SGML/XML tools for arbitrary access to entities within document?


I am driving much of my software from data excised from formal documents that describe the algorithms involved in much more detail (and modalities) than is possible with (textual) "source code".

I'm a huge fan of table-driven applications so I often express components of algorithms in tables, then excise the tables from the document and propagate them into the formal "sources" (all mechanically, of course).

This minimizes the chance for typographical errors to creep into the "code" between the documentation and the executable. It also makes it difficult for the code to evolve without the documentation coming along *with* it!

And, of course, it allows things to be expressed in forms that are more intuitive/self-documenting than would otherwise be available with "ASCII text".

So far, I've been creating ad hoc tools to extract the needed components from the documents. The markup language used in the documents is well documented and the way I build my documents makes it fairly easy to isolate the components of interest and "extract them".

For example, to extract a particular table, I invoke a tool I wrote with the command line: gettable TABLETITLE [,] and redirect the output to a file (which is later massaged by an application specific tool/script to get it into a form suitable for #include in a source).
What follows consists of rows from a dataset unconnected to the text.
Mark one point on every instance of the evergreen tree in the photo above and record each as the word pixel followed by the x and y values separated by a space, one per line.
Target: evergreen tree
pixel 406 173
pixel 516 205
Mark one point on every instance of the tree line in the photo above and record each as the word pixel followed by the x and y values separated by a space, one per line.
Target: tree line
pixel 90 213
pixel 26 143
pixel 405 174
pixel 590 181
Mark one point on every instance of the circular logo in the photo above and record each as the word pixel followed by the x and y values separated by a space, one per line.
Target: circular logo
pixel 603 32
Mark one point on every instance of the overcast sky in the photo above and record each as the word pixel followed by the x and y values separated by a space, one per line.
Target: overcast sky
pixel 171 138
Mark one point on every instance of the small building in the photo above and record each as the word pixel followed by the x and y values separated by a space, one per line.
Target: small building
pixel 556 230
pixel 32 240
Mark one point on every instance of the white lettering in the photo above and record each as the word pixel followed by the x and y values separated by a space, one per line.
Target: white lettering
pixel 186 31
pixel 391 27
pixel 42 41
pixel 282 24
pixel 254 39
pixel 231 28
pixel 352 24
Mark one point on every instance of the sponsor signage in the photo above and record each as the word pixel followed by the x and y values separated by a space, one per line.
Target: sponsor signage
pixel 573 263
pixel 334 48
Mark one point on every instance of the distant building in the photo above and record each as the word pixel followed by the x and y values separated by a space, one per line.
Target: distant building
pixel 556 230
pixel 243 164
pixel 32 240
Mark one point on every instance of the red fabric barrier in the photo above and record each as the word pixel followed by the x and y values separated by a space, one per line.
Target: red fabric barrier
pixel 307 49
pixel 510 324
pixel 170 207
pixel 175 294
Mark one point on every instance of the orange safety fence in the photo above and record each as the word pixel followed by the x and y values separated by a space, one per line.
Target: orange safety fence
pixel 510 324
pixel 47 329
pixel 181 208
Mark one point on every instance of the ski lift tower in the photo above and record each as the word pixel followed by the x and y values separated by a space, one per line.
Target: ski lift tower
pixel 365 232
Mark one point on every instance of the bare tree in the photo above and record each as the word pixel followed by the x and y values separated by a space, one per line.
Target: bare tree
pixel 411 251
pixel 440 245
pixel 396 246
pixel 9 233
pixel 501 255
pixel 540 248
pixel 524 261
This knows how to parse the (nested) tags of the MU language until it finds the table having the specified TABLETITLE (string); then, extracts lists of (font,string) tuples for each cell in the specified columns of the table.

[other tags associated with the cell only contain cosmetic information -- line spacing, text alignment, etc. -- so they can be ignored]

But, I'm looking at other options for a more generic solution to this problem.

E.g., I wrote a formal grammar for the markup language so I can build a specific parser to extract what I need *using* arbitrary parts of that grammar (e.g., if I later decide the *color* of the text in a cell is important -- highly doubtful!).

I'm also looking at building a formal DTD for the MU language and seeing what XML-ish tools exist to do these sorts of things.

The downside of a more "involved"/capable solution is it gets more tedious to maintain -- especially as the MU language evolves! And, testing the tool becomes a project in itself! :<

So, specifically, what sorts of OTS tools (prefer ones with sources that I can modify) exist that will let me do things like parsing to a particular nested tag, verifying the attribute associated with it matches what I seek (e.g., TABLETITLE) then extracting all (and ONLY!) attributes of specific tags contained nested *within* that context?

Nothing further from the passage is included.